Não é com pedras que se caçam gatos
Na verdade, somos um animal de hábitos. Por isso imaginem que, de quinze em quinze dias, à hora do sagrado sono reparador no final de uma semana de trabalho, lançam a cantar fado malandro à desgarrada. Esgatanha-se na guitarra, requebra-se no canto e, ndependentemente da qualidade dos artistas, ergue-se até à janela a fumarola dos cigarros e as conversas de quem tarda na noite que ainda sobeja despertada.

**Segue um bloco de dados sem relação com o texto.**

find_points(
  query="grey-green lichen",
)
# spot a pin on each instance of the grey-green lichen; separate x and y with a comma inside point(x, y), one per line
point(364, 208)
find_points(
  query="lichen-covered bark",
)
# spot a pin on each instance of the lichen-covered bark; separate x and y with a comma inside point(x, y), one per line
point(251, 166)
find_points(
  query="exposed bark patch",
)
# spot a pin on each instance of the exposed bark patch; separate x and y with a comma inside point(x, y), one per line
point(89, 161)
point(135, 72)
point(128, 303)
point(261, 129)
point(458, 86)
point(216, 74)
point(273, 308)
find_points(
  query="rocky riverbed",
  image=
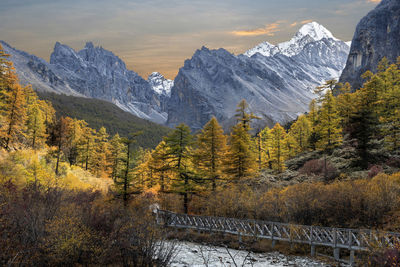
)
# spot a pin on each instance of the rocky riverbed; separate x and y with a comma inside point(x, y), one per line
point(192, 254)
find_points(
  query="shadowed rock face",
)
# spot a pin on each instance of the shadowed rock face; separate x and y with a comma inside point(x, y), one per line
point(377, 36)
point(277, 88)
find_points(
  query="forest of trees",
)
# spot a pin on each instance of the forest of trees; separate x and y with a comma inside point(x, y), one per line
point(209, 165)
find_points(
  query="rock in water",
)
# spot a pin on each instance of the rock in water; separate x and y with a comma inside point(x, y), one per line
point(377, 36)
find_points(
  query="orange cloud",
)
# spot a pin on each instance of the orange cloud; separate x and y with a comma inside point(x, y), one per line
point(269, 29)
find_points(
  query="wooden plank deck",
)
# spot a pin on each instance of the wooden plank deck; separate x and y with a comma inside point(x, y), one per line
point(337, 238)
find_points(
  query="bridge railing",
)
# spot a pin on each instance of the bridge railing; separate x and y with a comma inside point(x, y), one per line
point(352, 239)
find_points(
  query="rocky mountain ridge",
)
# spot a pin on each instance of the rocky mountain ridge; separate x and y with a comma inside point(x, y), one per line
point(278, 84)
point(278, 88)
point(376, 36)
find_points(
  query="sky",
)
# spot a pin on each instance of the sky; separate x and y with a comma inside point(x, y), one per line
point(158, 35)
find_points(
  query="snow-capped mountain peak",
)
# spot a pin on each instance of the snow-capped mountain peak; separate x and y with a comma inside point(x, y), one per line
point(159, 84)
point(310, 32)
point(315, 31)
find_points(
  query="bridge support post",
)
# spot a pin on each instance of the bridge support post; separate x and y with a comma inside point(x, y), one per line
point(312, 250)
point(336, 254)
point(352, 261)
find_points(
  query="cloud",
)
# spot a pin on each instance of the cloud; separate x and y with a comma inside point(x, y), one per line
point(269, 30)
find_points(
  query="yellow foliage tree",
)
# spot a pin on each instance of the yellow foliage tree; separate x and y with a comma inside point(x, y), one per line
point(211, 152)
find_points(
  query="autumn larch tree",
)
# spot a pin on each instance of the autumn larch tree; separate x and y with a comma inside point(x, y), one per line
point(211, 152)
point(179, 144)
point(241, 160)
point(301, 132)
point(279, 150)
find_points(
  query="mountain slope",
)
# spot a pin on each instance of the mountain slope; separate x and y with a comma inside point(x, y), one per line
point(98, 113)
point(376, 36)
point(308, 33)
point(91, 72)
point(278, 88)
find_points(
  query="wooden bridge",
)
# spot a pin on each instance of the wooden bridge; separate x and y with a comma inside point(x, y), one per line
point(337, 238)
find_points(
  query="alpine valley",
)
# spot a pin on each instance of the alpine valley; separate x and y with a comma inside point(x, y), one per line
point(276, 80)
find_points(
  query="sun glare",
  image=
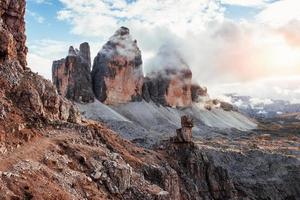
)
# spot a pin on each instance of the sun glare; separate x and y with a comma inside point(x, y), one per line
point(279, 55)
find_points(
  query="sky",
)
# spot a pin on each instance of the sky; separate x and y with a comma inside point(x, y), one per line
point(250, 47)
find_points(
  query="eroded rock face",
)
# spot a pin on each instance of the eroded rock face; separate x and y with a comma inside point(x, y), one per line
point(117, 70)
point(72, 77)
point(200, 177)
point(12, 28)
point(169, 82)
point(37, 98)
point(184, 134)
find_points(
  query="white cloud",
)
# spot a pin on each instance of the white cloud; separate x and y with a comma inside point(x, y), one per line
point(39, 64)
point(40, 19)
point(219, 51)
point(42, 1)
point(43, 52)
point(101, 18)
point(247, 3)
point(280, 13)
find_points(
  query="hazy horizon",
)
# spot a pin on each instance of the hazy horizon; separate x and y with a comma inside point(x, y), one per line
point(232, 46)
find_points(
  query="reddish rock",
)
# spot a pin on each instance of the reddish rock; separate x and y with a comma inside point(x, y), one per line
point(117, 71)
point(72, 77)
point(12, 28)
point(184, 134)
point(170, 84)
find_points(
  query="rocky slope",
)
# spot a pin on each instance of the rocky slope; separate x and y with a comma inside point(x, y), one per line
point(48, 152)
point(72, 75)
point(117, 70)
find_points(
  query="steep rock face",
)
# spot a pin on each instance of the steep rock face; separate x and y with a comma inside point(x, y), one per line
point(200, 177)
point(117, 70)
point(72, 77)
point(12, 28)
point(198, 92)
point(169, 82)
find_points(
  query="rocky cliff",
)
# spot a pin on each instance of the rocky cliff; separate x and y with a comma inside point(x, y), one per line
point(72, 75)
point(48, 152)
point(117, 70)
point(12, 27)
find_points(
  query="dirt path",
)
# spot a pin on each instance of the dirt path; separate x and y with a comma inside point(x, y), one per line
point(32, 150)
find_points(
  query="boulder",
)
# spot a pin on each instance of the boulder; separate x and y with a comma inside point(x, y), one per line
point(72, 75)
point(117, 70)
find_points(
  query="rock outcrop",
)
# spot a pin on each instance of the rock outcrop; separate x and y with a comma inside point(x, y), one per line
point(12, 28)
point(117, 70)
point(184, 134)
point(72, 75)
point(169, 82)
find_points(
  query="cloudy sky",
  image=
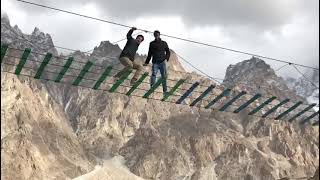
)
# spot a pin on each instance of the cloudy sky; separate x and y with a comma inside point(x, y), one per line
point(283, 29)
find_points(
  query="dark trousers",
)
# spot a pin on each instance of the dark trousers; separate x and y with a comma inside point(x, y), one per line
point(163, 71)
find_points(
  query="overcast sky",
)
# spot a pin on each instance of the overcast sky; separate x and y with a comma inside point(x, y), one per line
point(284, 29)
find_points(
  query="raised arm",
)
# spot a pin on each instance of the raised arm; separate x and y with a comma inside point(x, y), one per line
point(149, 55)
point(167, 52)
point(129, 34)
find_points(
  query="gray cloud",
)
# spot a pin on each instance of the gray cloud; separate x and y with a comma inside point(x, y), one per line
point(255, 13)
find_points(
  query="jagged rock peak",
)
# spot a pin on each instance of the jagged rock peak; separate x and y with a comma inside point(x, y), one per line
point(106, 48)
point(5, 18)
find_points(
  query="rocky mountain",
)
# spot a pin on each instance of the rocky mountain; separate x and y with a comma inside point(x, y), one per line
point(58, 131)
point(255, 76)
point(304, 87)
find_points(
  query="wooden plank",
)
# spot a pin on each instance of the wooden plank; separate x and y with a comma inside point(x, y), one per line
point(137, 84)
point(309, 118)
point(302, 112)
point(153, 88)
point(315, 123)
point(188, 92)
point(44, 63)
point(64, 69)
point(204, 94)
point(275, 107)
point(120, 81)
point(288, 110)
point(103, 77)
point(220, 96)
point(257, 109)
point(173, 90)
point(224, 107)
point(83, 72)
point(246, 104)
point(23, 60)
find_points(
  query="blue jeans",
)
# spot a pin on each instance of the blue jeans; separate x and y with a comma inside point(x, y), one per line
point(163, 71)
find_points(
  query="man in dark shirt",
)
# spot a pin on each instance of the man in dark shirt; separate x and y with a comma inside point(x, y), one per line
point(127, 56)
point(159, 51)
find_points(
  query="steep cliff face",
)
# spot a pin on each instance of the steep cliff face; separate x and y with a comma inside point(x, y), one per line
point(307, 86)
point(60, 131)
point(36, 139)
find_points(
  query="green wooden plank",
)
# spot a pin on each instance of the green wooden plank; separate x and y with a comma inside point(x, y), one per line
point(4, 49)
point(275, 107)
point(309, 118)
point(104, 75)
point(137, 84)
point(188, 92)
point(64, 69)
point(288, 110)
point(23, 60)
point(223, 94)
point(246, 104)
point(83, 72)
point(120, 81)
point(262, 105)
point(223, 108)
point(175, 87)
point(302, 112)
point(43, 65)
point(315, 123)
point(153, 88)
point(204, 94)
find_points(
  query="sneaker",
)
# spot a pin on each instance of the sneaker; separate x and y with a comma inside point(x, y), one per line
point(132, 81)
point(165, 94)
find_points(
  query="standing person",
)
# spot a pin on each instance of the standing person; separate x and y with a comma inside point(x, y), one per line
point(127, 56)
point(159, 51)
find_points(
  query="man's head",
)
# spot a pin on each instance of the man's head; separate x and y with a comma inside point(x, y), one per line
point(139, 39)
point(156, 34)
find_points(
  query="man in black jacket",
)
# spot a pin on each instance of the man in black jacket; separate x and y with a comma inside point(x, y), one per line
point(159, 51)
point(127, 56)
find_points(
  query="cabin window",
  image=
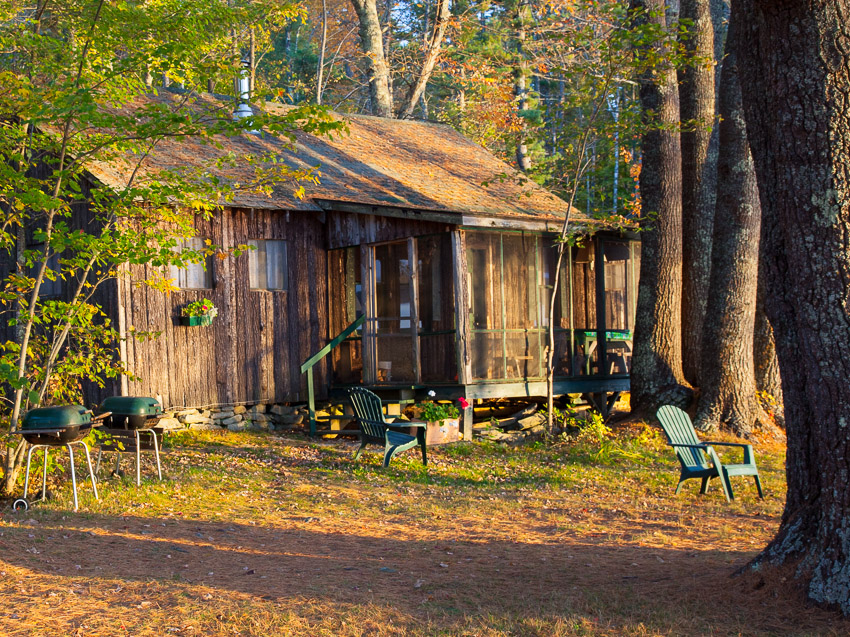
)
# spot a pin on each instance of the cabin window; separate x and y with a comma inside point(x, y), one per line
point(194, 276)
point(267, 265)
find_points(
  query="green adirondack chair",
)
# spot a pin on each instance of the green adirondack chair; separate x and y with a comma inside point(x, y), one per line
point(698, 459)
point(374, 428)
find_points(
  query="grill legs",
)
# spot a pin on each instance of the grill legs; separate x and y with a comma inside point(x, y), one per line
point(46, 448)
point(137, 433)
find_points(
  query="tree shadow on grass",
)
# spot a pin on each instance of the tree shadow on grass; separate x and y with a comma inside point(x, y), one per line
point(436, 583)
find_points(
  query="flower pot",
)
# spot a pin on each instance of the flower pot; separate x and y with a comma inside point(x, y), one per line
point(442, 431)
point(193, 321)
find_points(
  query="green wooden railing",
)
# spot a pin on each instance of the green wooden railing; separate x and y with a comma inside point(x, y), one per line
point(307, 366)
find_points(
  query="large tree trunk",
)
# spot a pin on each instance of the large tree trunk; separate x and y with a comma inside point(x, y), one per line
point(521, 74)
point(796, 81)
point(417, 89)
point(377, 70)
point(696, 99)
point(728, 375)
point(657, 360)
point(768, 379)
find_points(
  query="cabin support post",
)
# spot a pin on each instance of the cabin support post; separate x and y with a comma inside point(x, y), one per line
point(122, 327)
point(601, 321)
point(461, 280)
point(311, 402)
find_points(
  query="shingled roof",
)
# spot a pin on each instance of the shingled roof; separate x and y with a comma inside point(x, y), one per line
point(402, 164)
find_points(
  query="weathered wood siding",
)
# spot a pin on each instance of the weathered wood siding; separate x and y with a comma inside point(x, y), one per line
point(253, 350)
point(345, 229)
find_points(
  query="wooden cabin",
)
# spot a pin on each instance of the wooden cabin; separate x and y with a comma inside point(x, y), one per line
point(442, 253)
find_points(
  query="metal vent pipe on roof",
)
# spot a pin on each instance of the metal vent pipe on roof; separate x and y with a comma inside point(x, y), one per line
point(244, 82)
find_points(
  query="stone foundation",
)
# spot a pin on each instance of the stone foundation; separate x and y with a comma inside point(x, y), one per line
point(260, 417)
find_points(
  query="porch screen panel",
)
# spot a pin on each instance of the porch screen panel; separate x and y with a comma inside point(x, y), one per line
point(522, 311)
point(564, 342)
point(487, 346)
point(618, 317)
point(393, 304)
point(438, 360)
point(344, 301)
point(508, 297)
point(617, 288)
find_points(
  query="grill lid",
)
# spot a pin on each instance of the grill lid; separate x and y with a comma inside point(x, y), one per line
point(56, 417)
point(130, 406)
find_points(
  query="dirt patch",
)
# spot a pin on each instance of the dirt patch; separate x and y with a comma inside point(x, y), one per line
point(263, 536)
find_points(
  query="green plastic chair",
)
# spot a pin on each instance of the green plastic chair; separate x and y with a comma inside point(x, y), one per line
point(374, 428)
point(692, 454)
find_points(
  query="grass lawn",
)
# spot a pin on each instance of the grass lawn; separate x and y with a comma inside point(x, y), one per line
point(264, 535)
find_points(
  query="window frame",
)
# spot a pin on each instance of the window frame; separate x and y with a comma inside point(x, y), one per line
point(258, 247)
point(206, 266)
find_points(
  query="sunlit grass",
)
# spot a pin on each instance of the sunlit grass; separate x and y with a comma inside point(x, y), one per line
point(261, 535)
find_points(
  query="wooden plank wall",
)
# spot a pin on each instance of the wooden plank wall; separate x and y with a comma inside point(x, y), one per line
point(346, 229)
point(254, 348)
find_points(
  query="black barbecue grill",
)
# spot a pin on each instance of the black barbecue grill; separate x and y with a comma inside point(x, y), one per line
point(63, 426)
point(126, 420)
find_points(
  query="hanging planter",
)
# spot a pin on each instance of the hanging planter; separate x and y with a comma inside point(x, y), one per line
point(199, 313)
point(194, 321)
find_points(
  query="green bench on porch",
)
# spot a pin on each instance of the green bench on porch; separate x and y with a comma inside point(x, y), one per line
point(374, 428)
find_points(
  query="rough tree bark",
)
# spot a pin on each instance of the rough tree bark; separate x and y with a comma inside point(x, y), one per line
point(417, 89)
point(377, 70)
point(696, 103)
point(768, 379)
point(728, 390)
point(657, 376)
point(796, 87)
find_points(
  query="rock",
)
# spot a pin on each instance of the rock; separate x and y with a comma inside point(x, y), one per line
point(204, 426)
point(169, 424)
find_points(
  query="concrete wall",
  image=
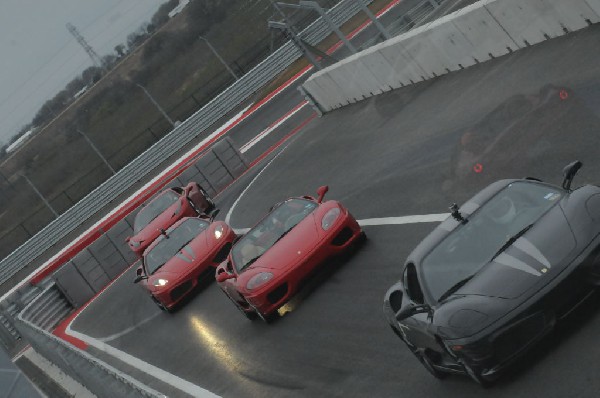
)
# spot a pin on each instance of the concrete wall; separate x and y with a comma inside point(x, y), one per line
point(100, 378)
point(477, 33)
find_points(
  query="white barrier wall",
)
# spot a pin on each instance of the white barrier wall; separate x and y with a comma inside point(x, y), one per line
point(477, 33)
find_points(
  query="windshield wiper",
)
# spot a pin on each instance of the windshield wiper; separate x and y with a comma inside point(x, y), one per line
point(511, 240)
point(455, 287)
point(251, 261)
point(282, 235)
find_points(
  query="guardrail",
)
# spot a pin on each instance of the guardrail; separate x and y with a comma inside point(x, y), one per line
point(97, 376)
point(169, 145)
point(477, 33)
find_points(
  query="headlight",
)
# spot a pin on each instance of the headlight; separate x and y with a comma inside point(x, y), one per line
point(330, 218)
point(218, 232)
point(160, 282)
point(178, 208)
point(259, 280)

Voltas e voltas de olhos abertos, imagino, desalmadamente rezando, conjurando, amaldiçoando e rezando outra vez aos deuses todos.
Em desespero de causa, no anónimo escuro da janela interrompido pelo intercalado “ai, ai, que ele vai p’ra guerra”, a ideia genial de que a água acalma até a mais feroz das feras.
O intuito da caça, o alguidar a transbordar suspenso das mãos, e “Ops, lá vai a força da gravidade”.
Alguém lá em baixo, talvez alguém que não contribuíra para o desespero de mais uma noite em branco, leva uma real molha, cabeça e roupa, como uma tempestade localizada. Trocam-se palavras, insultos, e não se cumpre o objetivo de que toda esta gente vá para casa mais cedo, antes se demoram na descoberta de tirar a limpo a origem do inusitado dilúvio.
Talvez quem tenha dado causa a tão cobarde vingança não tenha aprendido a lição, talvez a solitária vítima continue invariavelmente a passar noites em branco intercaladas das noturnas confidências que se julgam insuspeitas e das desgarradas que lhes dão causa. O que é certo, e isto vos posso dizer, é que com ou sem polícia, a janela ficou, digamos, mais arejada. Alguém que já havia tomado incauto banho, lançou mão das pedras da calçada.